There was only one good point about the Austrian thrust. No one could have foretold it. And it did so completely surprise the Italians as to catch them without any prepared line of positions in the rear. On the very eve of the big Russian offensive, the Austrians thrust eighteen divisions hard at the Trentino frontier. The Italian posts were then in Austrian territory; they held on the left wing and the right, but they were driven by the sheer weight of men and guns in the centre; they lost guns and prisoners because of the difficulty of mountain retreats to which I have alluded, and the Austrians pouring through reached not indeed the plain of Venetia, but to the upland valleys immediately above it, to Asiago and Arsiero. They probably saw the Venetian plain through gaps in the hills, but they were still separated from it even at Arsiero by what are mountains to an English eye, mountains as high as Snowdon. But the Italians of such beautiful old places and Vicenza, Marostica, and Bassano could watch the Austrian shells bursting on the last line of hills above the plain, and I have no doubt they felt extremely uneasy.

As one motors through these ripe and beautiful towns and through the rich valleys that link them—it is a smiling land abounding in old castles and villas, Vicenza is a rich museum of Palladio’s architecture and Bassano is full of irreplaceable painted buildings—one feels that the things was a narrow escape, but from the military point of view it was merely an insane escapade. The Austrians had behind them—and some way behind them—one little strangulated railway and no good pass road; their right was held at Pasubio, their left was similarly bent back. In front of them was between twice and three times their number of first class troops, with an unlimited equipment. If they had surmounted that last mountain crest they would have come down to almost certain destruction in the plain. They could never have got back. For a time it was said that General Cadorna considered that possibility. From the point of view of purely military considerations, the Trentino offensive should perhaps have ended in the capitulation of Vicenza.

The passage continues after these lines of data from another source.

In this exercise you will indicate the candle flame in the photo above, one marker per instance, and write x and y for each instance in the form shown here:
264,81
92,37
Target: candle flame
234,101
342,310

I will confess I am glad it did not do so. This tour of the fronts has made me very sad and weary with a succession of ruins. I can bear no more ruins unless they are the ruins of Dusseldorf, Cologne, Berlin, or suchlike modern German city. Anxious as I am to be a systematic Philistine, to express my preference for Marinetti over the Florentine British and generally to antagonise aesthetic prigs, I rejoiced over that sunlit land as one might rejoice over a child saved from beasts.

On the hills beyond Schio I walked out through the embrasure of a big gun in a rock gallery, and saw the highest points upon the hillside to which the Austrian infantry clambered in their futile last attacks. Below me were the ruins of Arsiero and Velo d’Astico recovered, and across the broad valley rose Monte Cimone with the Italian trenches upon its crest and the Austrians a little below to the north. A very considerable bombardment was going on and it reverberated finely. (It is only among mountains that one hears anything that one can call the thunder of guns. The heaviest bombardments I heard in France sounded merely like Brock’s benefit on a much large scale, and disappointed me extremely.) As I sat and listened to the uproar and watched the shells burst on Cimone and far away up the valley over Castelletto above Pedescala, Captain Pirelli pointed out the position of the Austrian frontier. I doubt if the English people realise that the utmost depth to which this great Trentino offensive, which exhausted Austria, wasted the flower of the Hungarian army and led directly to the Galician disasters and the intervention of Rumania, penetrated into Italian territory was about six miles.